Recently, I was led into a deep space of reflection as my family said goodbye to my 87-year-old grandfather. This man, whom we all love very much, we realize taught us many things. It's like that in relationships - true catalysts for learning. Grampy, as he was lovingly known was a good person with a powerful vibe. He held strong values as a family man and could be counted on for late night laughter, (always was the night owl), history lessons, (along with fishing, and cartoons - passions of his), and simply being there (grandchildren's sporting events, home improvements, weddings, Sundays at the lake). This July 2022 we will be hosting a celebration of life in honor of him. Prior to the formal events though, in the days just after his death, many of us gathered in the small town of Livonia, NY, where he lived, to say our goodbyes through the perusing of photos and sharing of stories. There were tears and laughter, hugs, faces that haven't gathered in years and time spent in true remembering. It was there, within me, that the deep reflections on wholeheartedness began. (This undoubtably assisted by my reading of Mark Nepo's, Finding Inner Courage, which I continue to softly work my way through.) As we gathered with love and intention and the stories began, I couldn't help to notice that what we were all processing was the fullness of this incredibly simple, yet complex being of nature, my grandfather; a father, a son, a husband, a friend… a man. Each story related in some way to the experiences that those of us still living had had in relationship with him. There were stories of love and laughter, there were stories of teasing and hurt. You see, if teasing were a love language - that would have been his. As we processed the love, and the grief, we also processed confusion and hurt. And I could sense people trying to make sense of how to hold the space of love in all its purity for a person that also could incite the complexity of mixed and unpleasant emotions. This - as part of our human experience is a challenge. As I witnessed and engaged in this storytelling, I became struck by the level of intimacy and exposure each one of us had to the depth of character and authenticity with which my grandfather lived. Through our moments with him he allowed us to be with both his shadow and his light. And though this wasn’t always easy – it is also an incredible gift.

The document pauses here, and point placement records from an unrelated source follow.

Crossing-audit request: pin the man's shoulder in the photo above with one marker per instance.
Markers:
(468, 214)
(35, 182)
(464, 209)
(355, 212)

When we move through life in long-term relationships with others, there is an invitation to see all their sides. To see the parts we want to hold on to and snuggle up with forever and the parts we want to turn away from, wishing we never saw, hoping to never meet again. (Somewhere in there, are also the aspects that reside in the neutral, the gray.) Holding space for all of a person, in the knowing of our hearts, is not something we often speak about or ever directly learn to do. Sometimes we make the decision to overlook or minimize and stick around. Other times we decide “That’s enough!” and choose to limit or fully discontinue our exposure. In relationship with people, others, and the self, we are called to consider our needs, to establish and tend healthy boundaries – the details of boundary tending, though critically important, is topic for another day… Through the whole of this experience, I was brought to consider what a gift it is to get to move through life with someone while being able to witness the fullness of who they are. To see their gifts, their imperfections, the things we wish would change, the things they wish would change, the parts no one would give up for anything in the world. There is so much that we are invited to learn and act upon in accordance with the needs of self. This isn't to say that all the teasing and behaviors were okay - quite frankly, they were not. The blend of passive-aggression threaded with love can evoke a heart wrenching experience – catalyzing a swell of mixed sensations and emotions that, had he known another way, perhaps could have been prevented. However, it is to say that these not so easy, nor admirable parts of our nature exist in different ways in each of us. And I do believe that for Grampy - he did the best he could with what he knew.
To embrace this in people, others and ourselves, is to embrace our wholeheartedness. The shadow, the parts we don't want to face, admit, show... and the light, the parts we'd let shine for hours, talk about to others, invite to grow. What happened during some of this storytelling was that mindful compassion arose. Curiosity, kindness, presence, holding space for the whole of our experiences in life with this man, while not trying to change anything – simply just being with. For both ourselves and this incredibly multi-faceted man, my grandfather.